Mindestens so befremdlich wirken in diesem Zusammenhang die Forderungen nach einer vollständigen Entkarbonisierung der Industrie bis 2050. Bezogen auf den Baustoffsektor käme dies dem Aussterben desselben gleich. Emissionen aus dem Rohstoff Kalk lassen sich beim thermischen Prozess nicht wegleugnen, der Chemieunterricht in der Unterstufe klärt darüber auf.

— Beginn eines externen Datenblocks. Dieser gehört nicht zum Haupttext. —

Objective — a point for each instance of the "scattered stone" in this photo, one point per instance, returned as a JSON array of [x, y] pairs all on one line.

Ergo müsste man bis 2050 auf die meisten Baustoffe verzichten. Stellt sich nur die Frage, wie die Anhänger dieser Forderung in 30 Jahren wohnen werden und auf welcher Infrastruktur sie sich fortbewegen. Aber vielleicht sind die asiatischen Häuser aus Kuhfladen oder Bambus dann ebenso »en vogue« wie Seilbrücken über die Donau oder Windräder und Wasserkraftwerke aus ungebranntem Lehm.